On Wed, Aug 26, 2015 at 4:18 PM, Simon Riggs <
simon@2ndquadrant.com> wrote:
>
> On 26 August 2015 at 11:40, Amit Kapila <
amit.kapila16@gmail.com> wrote:
>>
>> On Tue, Aug 25, 2015 at 2:21 PM, Simon Riggs <
simon@2ndquadrant.com> wrote:
>>>
>>> On 22 August 2015 at 15:14, Andres Freund <
andres@anarazel.de> wrote:
>>
>>
>>>>
>>>> TransactionIdSetPageStatus() calls TransactionIdSetStatusBit(), which
>>>> writes an 8 byte variable (the lsn). That's not safe.
>>>
>>>
>>> Agreed, thanks for spotting that.
>>>
>>> I see this as the biggest problem to overcome with this patch.
>>
>>
>> How about using 64bit atomics or spinlock to protect this variable?
>
>
> Spinlock is out IMHO because this happens on every clog lookup. So it must be an atomic read.
>
Agreed, however using atomics is still an option, yet another way could
be before updating group_lsn, check if we already have CLogControlLock
in Exclusive mode then update it, else release the lock, re-acquire in
Exclusive mode and update the variable. The first thing that comes to mind
with this idea is that it will be less performant, yes thats true, but it will be
only done for asynchronous commits (mode which is generally not recommended
for production-use) and that too not on every commit, so may be the impact is
not that high. I have updated the patch (attached with mail) to show you what
I have in mind.
Another point about the latest patch:
+ (write_ok ||
+ shared->page_status[slotno] != SLRU_PAGE_WRITE_IN_PROGRESS))

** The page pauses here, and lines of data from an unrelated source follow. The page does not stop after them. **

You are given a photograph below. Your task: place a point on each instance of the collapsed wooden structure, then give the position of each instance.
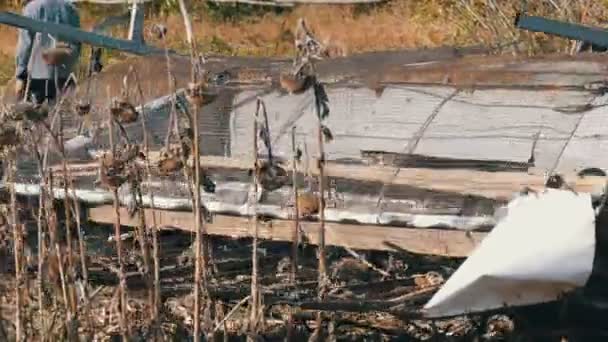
(494, 125)
(428, 145)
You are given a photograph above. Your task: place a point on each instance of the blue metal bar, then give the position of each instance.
(70, 34)
(592, 35)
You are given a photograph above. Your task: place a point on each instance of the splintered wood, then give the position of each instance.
(366, 237)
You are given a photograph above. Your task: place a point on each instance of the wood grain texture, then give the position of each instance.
(494, 185)
(366, 237)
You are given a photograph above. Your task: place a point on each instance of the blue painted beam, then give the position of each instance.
(592, 35)
(70, 34)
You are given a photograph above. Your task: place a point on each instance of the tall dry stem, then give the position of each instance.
(255, 287)
(200, 269)
(296, 206)
(155, 304)
(17, 240)
(122, 286)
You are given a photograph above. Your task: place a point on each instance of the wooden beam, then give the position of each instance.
(111, 2)
(71, 34)
(495, 185)
(451, 243)
(289, 3)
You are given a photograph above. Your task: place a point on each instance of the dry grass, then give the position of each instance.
(399, 24)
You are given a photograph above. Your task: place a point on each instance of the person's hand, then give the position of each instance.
(19, 87)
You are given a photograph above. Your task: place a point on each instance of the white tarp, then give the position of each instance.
(543, 247)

Do you think that with new locking protocol as proposed in this
patch, it is safe to return if page status is SLRU_PAGE_WRITE_IN_PROGRESS
even if write_ok is true?
I think the case where it can cause problem is during SlruInternalWritePage()
where it performs below actions:
1. first marks the status of page as SLRU_PAGE_WRITE_IN_PROGRESS.
2. then take buffer lock in Exclusive mode.
3. release control lock.
4. perform the write
5. re-acquire the control lock in Exclusive mode.
Now consider another client which has to update the transaction status:
1. Control lock in Shared mode.
2. Get the slot
3. Acquire the buffer lock in Exclusive mode
Now consider client which has to update the transaction status performs
its step-1 after step-3 of writer, if that happens, then that could lead to
deadlock because writer will wait for client to release control lock and
client will wait for writer to release buffer lock.